Ese mismo día cuando fue a sentarse a la mesa, su madre le cedió la cabecera delante de los sirvientes, a los que había llamado para que fueran testigos de sus palabras:

—De hoy en adelante él es el cabeza de familia.

A partir de entonces, el trato de los criados cambió. Ya no le llamaban por su nombre, sino señor. Paukas ponía sus manos como escalón para ayudarle a montar y se quitaba el sombrero de paja cuando se dirigía a él.

Al fin comprendía el último rasgo generoso de Giscón, cuando decidió sacrificarse y le dijo con cara de pícaro que se iba tranquilo porque los Ulones tenían heredero. Él se lo tomó como un halago o una forma de tranquilizarle, pues nunca hubiera imaginado ser aceptado sin reticencias por los criados y hasta por el Consejo de Ancianos que le llamó para que ocupara el asiento de Giscón en la asamblea.

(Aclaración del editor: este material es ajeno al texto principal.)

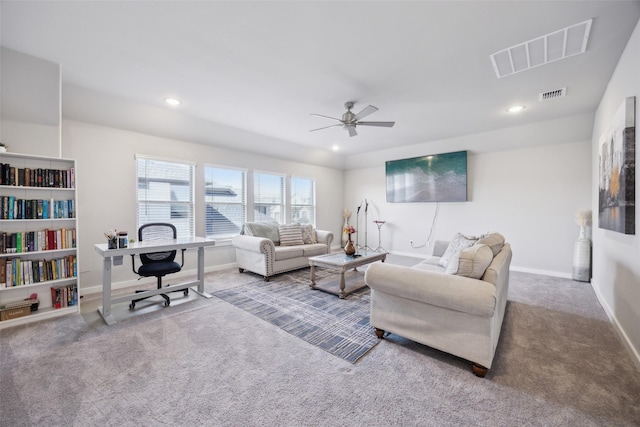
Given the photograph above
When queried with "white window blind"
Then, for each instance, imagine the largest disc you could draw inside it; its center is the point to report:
(303, 200)
(268, 197)
(225, 201)
(165, 194)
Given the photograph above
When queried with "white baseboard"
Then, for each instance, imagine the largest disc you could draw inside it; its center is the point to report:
(633, 352)
(541, 272)
(129, 283)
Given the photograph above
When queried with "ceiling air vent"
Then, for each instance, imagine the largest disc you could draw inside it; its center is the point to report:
(551, 47)
(553, 94)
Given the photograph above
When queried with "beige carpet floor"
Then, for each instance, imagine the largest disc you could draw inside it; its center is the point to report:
(208, 363)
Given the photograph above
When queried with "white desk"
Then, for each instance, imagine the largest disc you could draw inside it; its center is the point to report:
(198, 243)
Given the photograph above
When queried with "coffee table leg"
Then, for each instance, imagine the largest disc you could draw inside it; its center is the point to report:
(342, 294)
(313, 277)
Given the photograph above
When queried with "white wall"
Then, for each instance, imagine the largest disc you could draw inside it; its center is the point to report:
(106, 179)
(30, 104)
(616, 257)
(530, 195)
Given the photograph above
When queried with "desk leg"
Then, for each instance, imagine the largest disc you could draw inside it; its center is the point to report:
(200, 287)
(313, 276)
(106, 292)
(342, 284)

Probablemente había pesado más en el cómputo de ventajas e inconvenientes, mantener la apariencia del linaje en el varón restante aunque hubiera que pasar por alto su peculiar origen. A fin de cuentas, el muchacho era hijo de Lea y en sus venas también corría sangre de caudillos. Su presencia en la asamblea significaba un voto más, seguramente influenciable, y ahora que su madre lo había nombrado cabeza de familia, disponía de un rico patrimonio que no se podía desdeñar.

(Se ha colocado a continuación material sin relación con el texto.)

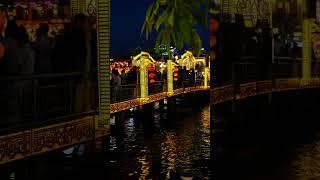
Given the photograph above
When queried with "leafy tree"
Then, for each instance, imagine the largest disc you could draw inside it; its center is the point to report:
(174, 21)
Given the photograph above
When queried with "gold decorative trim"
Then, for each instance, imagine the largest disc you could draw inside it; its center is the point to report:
(121, 106)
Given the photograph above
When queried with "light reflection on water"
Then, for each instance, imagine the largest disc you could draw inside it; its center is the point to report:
(169, 144)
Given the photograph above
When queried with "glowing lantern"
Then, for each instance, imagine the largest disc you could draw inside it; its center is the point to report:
(152, 75)
(176, 74)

Asio se dejaba hacer y no manifestaba sus verdaderos sentimientos ni sus opiniones. Tampoco el carácter combativo que le impulsaba a indagar la razón última de las cosas. Se reservaba para Alakén, quien debía soportar largas diatribas sobre esto o lo otro hasta que le sellaba la boca con la suya.

El amigo estaba entusiasmado con su transformación. Ser el hombre de la casa le había sentado bien, se le veía menos lánguido, más hecho.

—Así comprenderás mejor mi situación, siempre pendiente de mis hermanos pequeños y los pobres abuelos, tan mayores y tan tristes. A lo mejor ya no te enfadas tanto cuando no puedo verte porque estoy ocupado en casa.

Asio sonreía sentado junto a su amor mientras con un palo golpeaba los guijarros del suelo para arrojarlos más lejos. Tenía razón Alak. En los cuarenta días últimos del verano se habían visto poco y él no se lo había reprochado. Esta aceptación mutua de los deberes de cada uno debía formar parte también de la madurez que se le había venido encima en los últimos meses.